You’re about to become parents for the first time, and you are still newlyweds. "Marriage changes in ways that are unexpected for people," says Kristin Maschka
, author of This is Not How I Thought It Would Be: Remodeling Motherhood to Get the Lives We Want Today
(Berkley Trade, October 2009). "We went from basking in the glow to shouting at each other in the kitchen." The hard times after a baby is born are a dirty secret. But preparing for the challenges can help you welcome your baby without ruining your marriage. Here, Maschka’s tips for keeping your marriage intact when you become parents for the first time –
Give yourself state of the union check ups regularly.
Choose a time – say dinner or first thing in the morning before work – to discuss anything that is on your mind
about your schedule, the relationship, or problems you might be having. Make these discussions a normal part of your routine, so when the baby comes along, you already have an established time to vent or express whatever it is that is bothering you or needs improvement. Maschka warns against letting your frustrations build, which will likely cause a blow out of an argument.
Anticipate changes to your career.
A baby will interrupt both of your careers. But moms will feel the most pressure to put the brakes on their careers, while dads will feel the need to work long hours to bring home more money. "You’re not as enlightened as you think you are," says Maschka. She and her husband thought they were a modern couple until the baby arrived, and they found themselves slipping into society’s expectations of the mom and dad.
Eventually, they decided to follow a path that worked for them, and they both became self-employed, so they could have more flexible schedules and could parent together. And Maschka returned to a full-time job at a nonprofit when her husband’s real estate business slowed down and her daughter was a bit older.
Get dad involved from the start.Women and men slip into society’s roles when it comes to parenting, too. Often, moms take on the child-rearing burdens and dad gets away with doing very little for the baby. But Maschka describes how her husband’s lack of involvement in the beginning was making her resentful. She says they felt pushed toward a life that they didn’t want. "There was no use in blaming each other," she says. "It didn’t make sense." That’s when the two started to come up with a routine that worked for both of them, a way that they could each have careers and be involved in their daughter’s life. And they were sure that dad helped with baby and mom got some time to herself.
Discuss parenting standards.Just as you must talk about schedules and careers, you must also discuss your parenting styles. Who will stay up with the baby when she’s sick? What are grounds for punishment? How will you punish? As different circumstances arise, Maschka says you will likely argue. That’s all right, but be sure to revisit these issues when you’re calm – and come to a resolution that satisfies both of you. Then, display a united front to your child.

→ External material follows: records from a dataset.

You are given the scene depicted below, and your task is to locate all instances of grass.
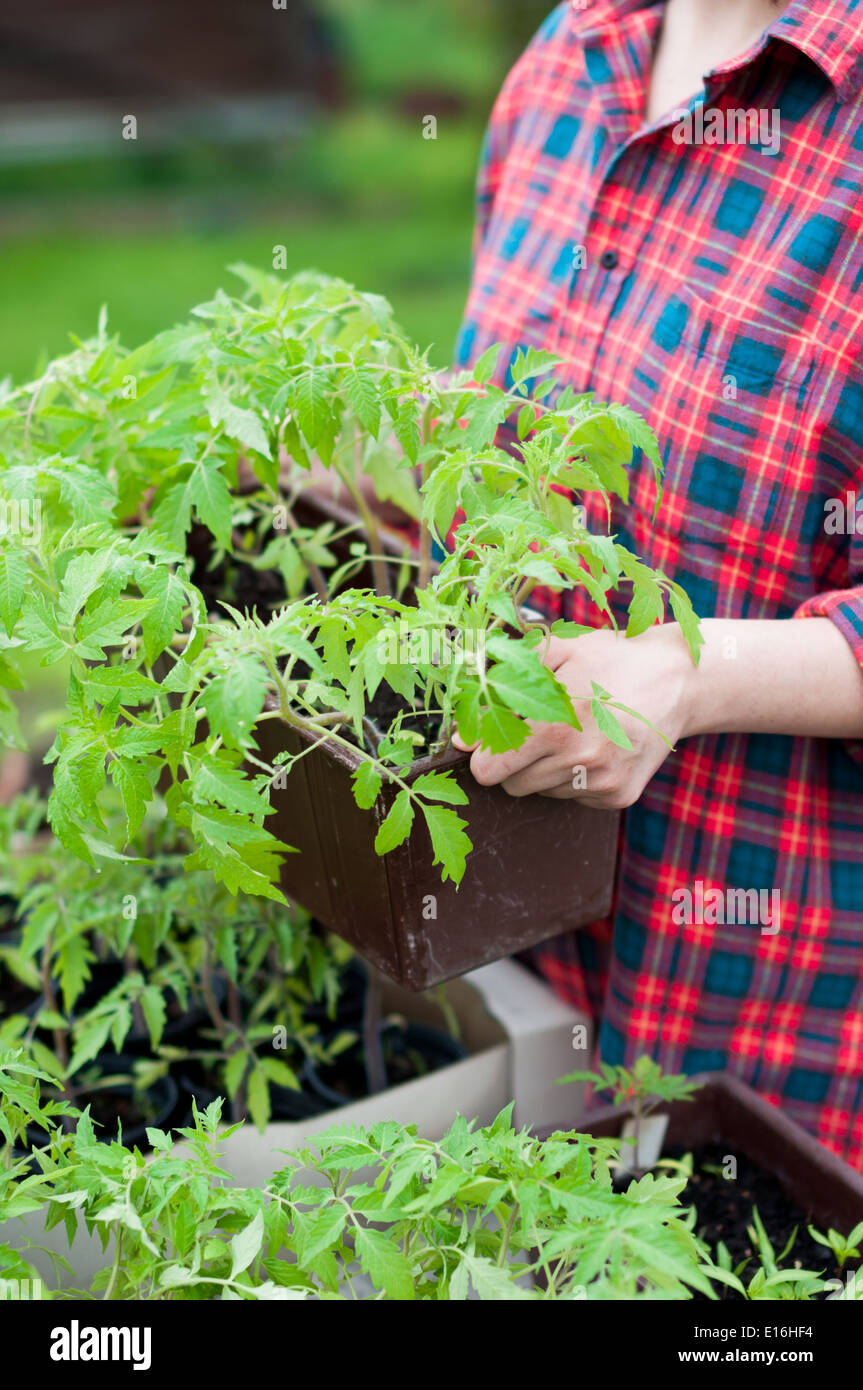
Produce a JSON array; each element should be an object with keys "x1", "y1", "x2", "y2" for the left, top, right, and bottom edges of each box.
[{"x1": 0, "y1": 113, "x2": 481, "y2": 379}]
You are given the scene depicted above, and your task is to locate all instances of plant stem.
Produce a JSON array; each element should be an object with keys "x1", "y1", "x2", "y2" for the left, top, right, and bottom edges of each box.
[
  {"x1": 104, "y1": 1225, "x2": 122, "y2": 1302},
  {"x1": 335, "y1": 431, "x2": 389, "y2": 598}
]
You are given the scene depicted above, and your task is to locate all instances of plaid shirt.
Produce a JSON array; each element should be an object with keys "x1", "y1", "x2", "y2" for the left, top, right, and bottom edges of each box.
[{"x1": 457, "y1": 0, "x2": 863, "y2": 1168}]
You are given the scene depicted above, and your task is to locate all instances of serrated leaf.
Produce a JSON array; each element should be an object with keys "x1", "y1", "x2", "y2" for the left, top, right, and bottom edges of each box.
[
  {"x1": 207, "y1": 382, "x2": 270, "y2": 457},
  {"x1": 140, "y1": 566, "x2": 186, "y2": 666},
  {"x1": 353, "y1": 763, "x2": 382, "y2": 810},
  {"x1": 354, "y1": 1227, "x2": 414, "y2": 1301},
  {"x1": 411, "y1": 773, "x2": 468, "y2": 806},
  {"x1": 296, "y1": 1202, "x2": 347, "y2": 1269},
  {"x1": 246, "y1": 1066, "x2": 270, "y2": 1133},
  {"x1": 471, "y1": 343, "x2": 500, "y2": 386},
  {"x1": 375, "y1": 791, "x2": 414, "y2": 855},
  {"x1": 200, "y1": 656, "x2": 267, "y2": 748},
  {"x1": 343, "y1": 366, "x2": 381, "y2": 439},
  {"x1": 0, "y1": 548, "x2": 28, "y2": 635},
  {"x1": 231, "y1": 1212, "x2": 264, "y2": 1279},
  {"x1": 422, "y1": 806, "x2": 474, "y2": 884}
]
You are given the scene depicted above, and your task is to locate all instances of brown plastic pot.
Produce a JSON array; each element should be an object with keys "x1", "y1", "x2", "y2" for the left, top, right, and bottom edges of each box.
[
  {"x1": 555, "y1": 1072, "x2": 863, "y2": 1233},
  {"x1": 190, "y1": 493, "x2": 620, "y2": 990},
  {"x1": 257, "y1": 720, "x2": 620, "y2": 990}
]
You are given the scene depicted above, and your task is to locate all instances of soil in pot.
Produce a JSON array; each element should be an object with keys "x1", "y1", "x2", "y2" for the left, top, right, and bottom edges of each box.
[{"x1": 667, "y1": 1144, "x2": 856, "y2": 1300}]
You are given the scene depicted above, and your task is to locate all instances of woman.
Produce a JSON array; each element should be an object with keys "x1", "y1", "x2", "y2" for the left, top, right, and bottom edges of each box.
[{"x1": 450, "y1": 0, "x2": 863, "y2": 1168}]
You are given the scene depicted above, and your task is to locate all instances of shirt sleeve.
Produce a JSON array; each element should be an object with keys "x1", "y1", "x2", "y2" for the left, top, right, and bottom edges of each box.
[{"x1": 474, "y1": 0, "x2": 573, "y2": 259}]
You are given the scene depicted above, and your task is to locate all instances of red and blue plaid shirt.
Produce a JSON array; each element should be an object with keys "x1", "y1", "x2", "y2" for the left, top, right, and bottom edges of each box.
[{"x1": 457, "y1": 0, "x2": 863, "y2": 1168}]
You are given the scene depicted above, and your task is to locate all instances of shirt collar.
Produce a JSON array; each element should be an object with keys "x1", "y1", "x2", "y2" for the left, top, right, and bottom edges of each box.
[{"x1": 570, "y1": 0, "x2": 863, "y2": 101}]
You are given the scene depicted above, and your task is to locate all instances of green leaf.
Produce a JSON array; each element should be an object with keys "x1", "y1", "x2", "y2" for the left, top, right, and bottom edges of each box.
[
  {"x1": 471, "y1": 343, "x2": 502, "y2": 386},
  {"x1": 206, "y1": 381, "x2": 270, "y2": 457},
  {"x1": 140, "y1": 566, "x2": 186, "y2": 666},
  {"x1": 479, "y1": 705, "x2": 531, "y2": 753},
  {"x1": 422, "y1": 798, "x2": 474, "y2": 884},
  {"x1": 463, "y1": 1255, "x2": 531, "y2": 1302},
  {"x1": 411, "y1": 773, "x2": 468, "y2": 806},
  {"x1": 353, "y1": 763, "x2": 382, "y2": 810},
  {"x1": 343, "y1": 366, "x2": 381, "y2": 439},
  {"x1": 375, "y1": 791, "x2": 414, "y2": 855},
  {"x1": 488, "y1": 637, "x2": 580, "y2": 728},
  {"x1": 354, "y1": 1227, "x2": 414, "y2": 1301},
  {"x1": 108, "y1": 758, "x2": 153, "y2": 842},
  {"x1": 0, "y1": 549, "x2": 28, "y2": 635},
  {"x1": 200, "y1": 656, "x2": 267, "y2": 748},
  {"x1": 231, "y1": 1212, "x2": 264, "y2": 1279},
  {"x1": 186, "y1": 457, "x2": 231, "y2": 549},
  {"x1": 464, "y1": 386, "x2": 506, "y2": 449},
  {"x1": 246, "y1": 1066, "x2": 270, "y2": 1134},
  {"x1": 668, "y1": 584, "x2": 705, "y2": 666},
  {"x1": 295, "y1": 1202, "x2": 347, "y2": 1269},
  {"x1": 192, "y1": 755, "x2": 267, "y2": 816},
  {"x1": 591, "y1": 681, "x2": 632, "y2": 749},
  {"x1": 293, "y1": 367, "x2": 332, "y2": 449}
]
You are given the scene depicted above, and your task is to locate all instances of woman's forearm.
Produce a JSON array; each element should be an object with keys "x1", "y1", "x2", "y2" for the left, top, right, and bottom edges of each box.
[{"x1": 684, "y1": 617, "x2": 863, "y2": 738}]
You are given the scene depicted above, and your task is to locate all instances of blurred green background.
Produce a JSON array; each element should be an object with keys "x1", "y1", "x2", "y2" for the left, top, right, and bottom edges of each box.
[{"x1": 0, "y1": 0, "x2": 552, "y2": 379}]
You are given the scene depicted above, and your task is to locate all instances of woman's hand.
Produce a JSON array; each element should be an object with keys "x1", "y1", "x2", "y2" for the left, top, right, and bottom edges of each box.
[{"x1": 453, "y1": 623, "x2": 696, "y2": 809}]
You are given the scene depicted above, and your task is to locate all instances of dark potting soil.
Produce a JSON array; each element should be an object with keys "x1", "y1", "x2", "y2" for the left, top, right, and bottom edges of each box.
[{"x1": 666, "y1": 1144, "x2": 848, "y2": 1298}]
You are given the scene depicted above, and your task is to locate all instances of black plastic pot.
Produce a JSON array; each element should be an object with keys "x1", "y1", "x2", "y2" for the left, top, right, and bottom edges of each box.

Realize you’re not alone.Lots of first-time parents think they are the only ones whose marriages seem to fall apart under the weight of baby. But you’re not alone. Most couples have a period of adjustment – and everyone’s relationship changes. Now, there’s someone else who needs all your attention. A bigger family means more work and a changed dynamic. Finding a way to care for your child and love each other requires patience – and it is difficult for everyone at first.
Celebrate your new marriage.
Your marriage will never be the way it was before baby. "Marriage after kids was a different contract than marriage before kids," says Maschka. She and her husband mourned the loss of their old relationship and then renewed their vows
and threw a huge party to celebrate their new relationship. In fact, they added to the vows they originally took, and their daughter was at their vow renewal. You might not want to have another wedding, but you could renew your vows to one another in private or simply recognize and discuss the beauty in your new marriage.